The name of the embedding index.

col_prefix property #

col_prefix: str

The prefix to be added to column names.

add_embedding #

add_embedding(
    name: str,
    dimension: int,
    similarity_function_type: SimilarityFunctionType = SimilarityFunctionType.L2,
    model: Model | None = None,
)

Adds a new embedding feature to the index.

Example
embedding_index = EmbeddingIndex()
embedding_index.add_embedding(name="user_vector", dimension=256)

# Attach a hsml model to the embedding feature
embedding_index = EmbeddingIndex()
embedding_index.add_embedding(name="user_vector", dimension=256, model=hsml_model)
PARAMETER DESCRIPTION
name

The name of the embedding feature.

TYPE: str

dimension

The dimensionality of the embedding feature.

TYPE: int

similarity_function_type

The type of similarity function to be used.

TYPE: SimilarityFunctionType DEFAULT: SimilarityFunctionType.L2

model

hsml.model.Model | None The hsml model used to generate the embedding.

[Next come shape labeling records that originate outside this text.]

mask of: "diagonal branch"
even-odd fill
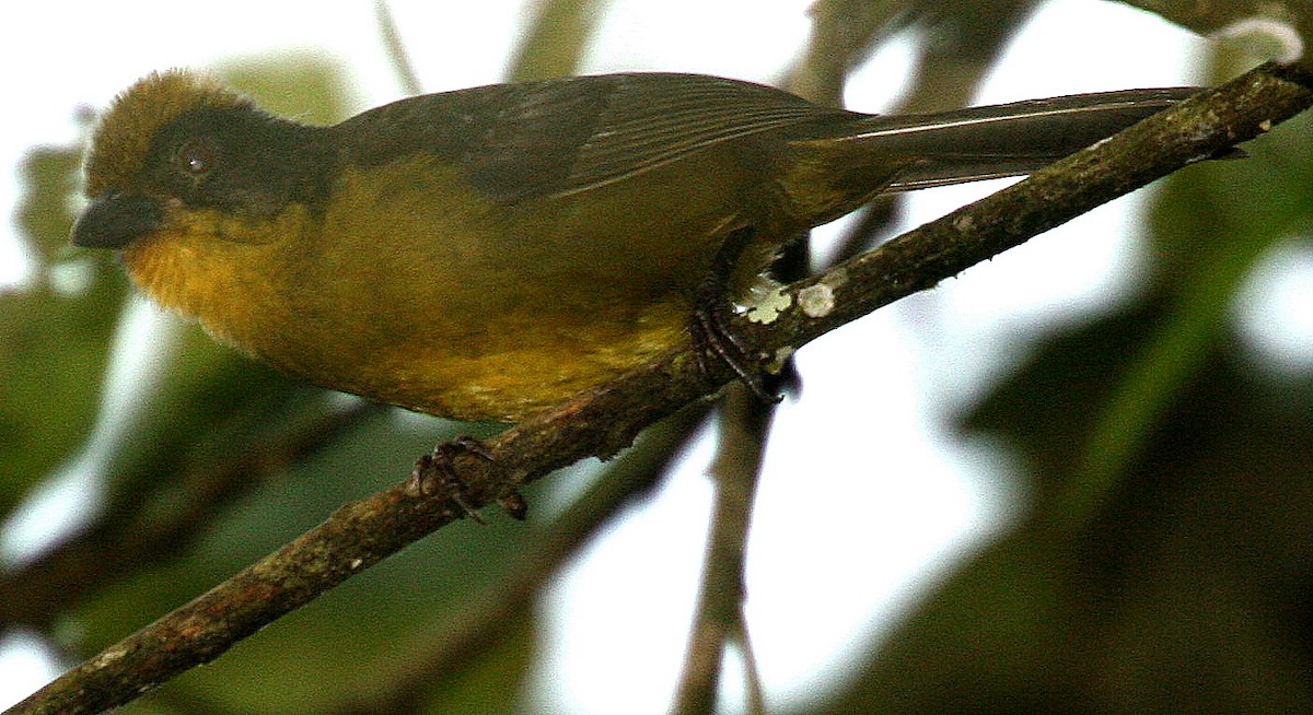
[[[1150,117],[968,207],[789,286],[793,304],[771,325],[741,327],[768,352],[788,352],[899,298],[931,287],[1031,236],[1228,147],[1313,105],[1313,77],[1259,67]],[[733,379],[701,375],[689,349],[486,442],[454,471],[474,506],[590,455],[609,457],[639,430]],[[17,714],[98,712],[210,661],[238,640],[406,544],[456,521],[461,506],[412,484],[348,504],[281,550],[164,615],[14,706]]]

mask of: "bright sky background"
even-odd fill
[[[394,3],[428,91],[496,81],[525,18],[519,0]],[[809,31],[806,0],[618,0],[584,71],[678,70],[769,81]],[[259,18],[259,21],[252,21]],[[1103,0],[1056,0],[1016,41],[981,102],[1188,83],[1186,33]],[[1109,43],[1115,47],[1109,51]],[[373,4],[228,0],[7,3],[0,52],[11,105],[0,135],[0,205],[17,199],[14,167],[34,144],[79,136],[75,109],[102,108],[151,70],[323,49],[349,66],[360,108],[399,96]],[[853,77],[850,106],[895,96],[906,47]],[[923,192],[920,223],[997,185]],[[754,514],[748,617],[771,698],[805,698],[844,647],[880,631],[926,579],[997,529],[1008,493],[1003,457],[964,443],[943,419],[970,404],[1044,325],[1106,308],[1136,265],[1134,197],[968,270],[817,341],[800,354],[805,396],[783,405]],[[0,285],[22,276],[13,227],[0,223]],[[1313,328],[1310,328],[1313,329]],[[985,380],[985,382],[982,382]],[[538,674],[545,711],[663,712],[681,664],[705,539],[709,446],[650,506],[593,544],[553,588],[551,643]],[[810,505],[806,495],[848,495]],[[850,506],[859,505],[859,506]],[[368,576],[366,576],[368,577]],[[643,618],[629,607],[642,601]],[[618,605],[626,603],[624,611]],[[259,636],[256,636],[259,638]],[[35,649],[0,644],[0,706],[51,676]],[[34,645],[28,642],[26,645]],[[727,678],[727,689],[738,684]]]

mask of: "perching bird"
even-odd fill
[[[1027,173],[1192,92],[880,117],[626,73],[307,126],[171,71],[101,119],[72,240],[122,249],[160,304],[310,382],[517,421],[687,342],[708,278],[742,299],[784,244],[881,192]]]

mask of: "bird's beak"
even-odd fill
[[[77,216],[72,243],[85,248],[123,248],[158,230],[163,218],[164,211],[155,199],[105,192]]]

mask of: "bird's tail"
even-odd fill
[[[873,115],[844,139],[915,157],[886,192],[945,186],[1032,173],[1199,91],[1129,89],[936,114]]]

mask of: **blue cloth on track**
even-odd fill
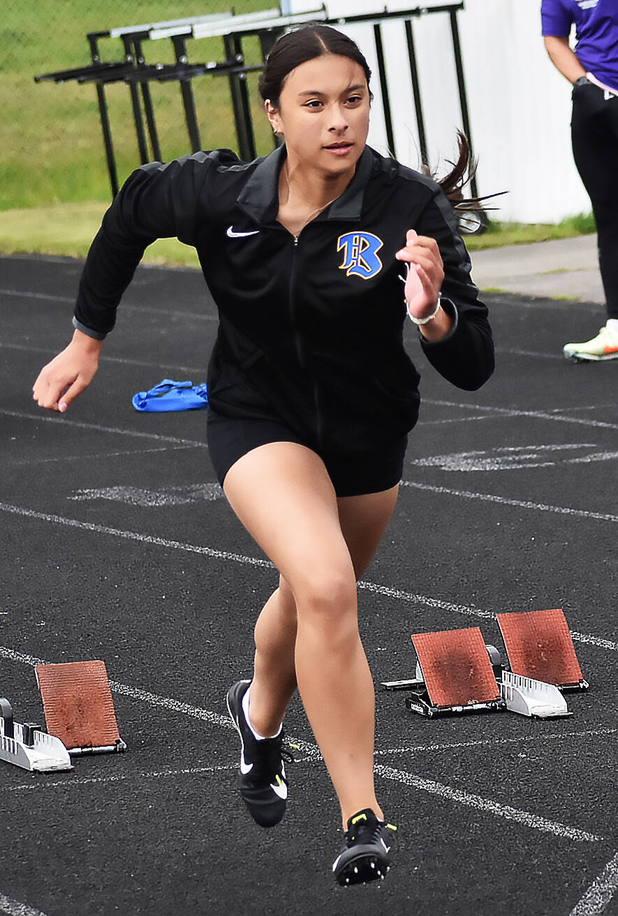
[[[175,382],[164,378],[149,391],[138,391],[133,395],[133,406],[136,410],[198,410],[208,406],[206,382],[194,385],[192,382]]]

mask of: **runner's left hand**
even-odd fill
[[[444,266],[438,243],[413,229],[406,233],[406,245],[395,257],[409,265],[404,288],[408,311],[414,318],[426,318],[435,310],[444,279]]]

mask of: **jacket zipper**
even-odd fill
[[[290,268],[290,285],[289,285],[289,300],[288,300],[288,310],[290,314],[290,321],[292,322],[293,328],[294,328],[294,345],[296,348],[296,356],[298,358],[299,365],[306,369],[307,362],[304,354],[304,348],[303,346],[303,340],[301,334],[296,329],[296,297],[295,293],[295,281],[296,281],[296,261],[298,257],[298,244],[299,235],[293,235],[293,251],[292,251],[292,267]],[[314,407],[315,409],[315,428],[314,432],[317,438],[318,443],[322,444],[323,440],[323,429],[322,429],[322,411],[320,409],[320,392],[317,385],[317,381],[314,378]]]

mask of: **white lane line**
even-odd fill
[[[48,423],[61,423],[62,426],[73,426],[80,430],[95,430],[97,432],[113,432],[120,436],[136,436],[138,439],[154,439],[159,442],[176,442],[178,445],[194,445],[197,448],[208,448],[206,442],[196,442],[193,439],[179,439],[177,436],[161,436],[156,432],[143,432],[140,430],[122,430],[115,426],[100,426],[98,423],[82,423],[77,420],[68,420],[59,413],[28,413],[26,410],[5,410],[0,408],[0,414],[5,417],[18,417],[20,420],[43,420]]]
[[[577,518],[618,522],[618,516],[609,512],[589,512],[587,509],[574,509],[570,506],[549,506],[546,503],[532,503],[526,499],[508,499],[506,496],[494,496],[493,493],[473,493],[471,490],[455,490],[450,486],[432,486],[430,484],[420,484],[413,480],[402,480],[401,486],[411,486],[417,490],[442,493],[451,496],[462,496],[464,499],[480,499],[483,502],[498,503],[501,506],[517,506],[518,508],[534,509],[537,512],[555,512],[557,515],[573,516]]]
[[[98,534],[111,534],[114,538],[124,538],[127,540],[137,540],[144,544],[154,544],[157,547],[168,547],[176,551],[186,551],[188,553],[201,553],[217,560],[230,560],[233,562],[243,563],[246,566],[265,566],[274,569],[270,560],[260,560],[258,557],[246,557],[241,553],[229,553],[227,551],[215,551],[211,547],[200,547],[197,544],[183,544],[179,540],[169,540],[167,538],[155,538],[149,534],[138,534],[137,531],[122,531],[117,528],[108,528],[106,525],[95,525],[93,522],[78,521],[76,518],[65,518],[63,516],[48,515],[45,512],[34,512],[19,506],[7,506],[0,503],[0,512],[9,512],[27,518],[39,518],[41,521],[52,522],[56,525],[66,525],[69,528],[82,529],[86,531],[96,531]]]
[[[129,452],[95,452],[94,454],[79,455],[59,455],[57,458],[28,458],[24,461],[22,458],[16,458],[14,461],[6,461],[4,464],[50,464],[55,462],[87,461],[91,458],[126,458],[128,455],[147,455],[153,452],[182,452],[184,449],[194,449],[195,445],[160,445],[154,449],[132,449]]]
[[[186,446],[180,446],[186,448]],[[223,498],[218,484],[190,484],[184,486],[164,486],[160,490],[147,490],[139,486],[102,486],[75,490],[69,499],[83,502],[91,499],[107,499],[112,502],[141,506],[144,508],[162,506],[187,506],[209,503]]]
[[[16,296],[18,299],[39,299],[42,301],[48,302],[69,302],[71,305],[75,303],[75,297],[70,296],[52,296],[49,293],[43,292],[22,292],[19,289],[0,289],[0,296]],[[201,311],[173,311],[169,312],[164,311],[163,309],[154,309],[150,305],[131,305],[129,302],[123,302],[119,309],[122,311],[144,311],[148,315],[161,315],[162,318],[169,321],[182,320],[195,318],[202,322],[218,322],[218,318],[217,315],[208,315]]]
[[[501,414],[504,417],[530,417],[532,420],[553,420],[560,423],[580,423],[581,426],[618,430],[618,423],[606,423],[601,420],[586,420],[583,417],[568,417],[547,410],[517,410],[513,408],[486,407],[484,404],[461,404],[457,401],[437,400],[432,398],[423,398],[422,402],[423,404],[435,404],[439,407],[454,407],[461,410],[485,410],[488,413]]]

TYPE: Model | None DEFAULT: None

get_embedding #

get_embedding(name: str) -> EmbeddingFeature

Get EmbeddingFeature associated with the feature name.

PARAMETER DESCRIPTION
name

The name of the embedding feature.

TYPE: str

RETURNS DESCRIPTION
EmbeddingFeature

The EmbeddingFeature associated with the name.

get_embeddings #

get_embeddings() -> list[EmbeddingFeature]

Returns the list of EmbeddingFeature objects associated with the index.

RETURNS DESCRIPTION
list[EmbeddingFeature]

All embedding features in the index.

count #

count(options: dict | None = None) -> int

Count the number of records in the feature group.

PARAMETER DESCRIPTION
options

The options used for the request to the vector database. The keys are attribute values of OpensearchRequestOption.

TYPE: dict | None DEFAULT: None

RETURNS DESCRIPTION
int

The number of records in the feature group.

RAISES DESCRIPTION
ValueError

If the feature group is not initialized.

hopsworks.client.exceptions.FeatureStoreException

If an error occurs during the count operation.

SimilarityFunctionType #

Enumeration class representing different types of similarity functions.

L2 class-attribute instance-attribute #

L2: str = 'l2_norm'

Represents L2 norm similarity function.

COSINE class-attribute instance-attribute #

COSINE: str = 'cosine'

Represents cosine similarity function.

DOT_PRODUCT class-attribute instance-attribute #

DOT_PRODUCT: str = 'dot_product'

Represents dot product similarity function.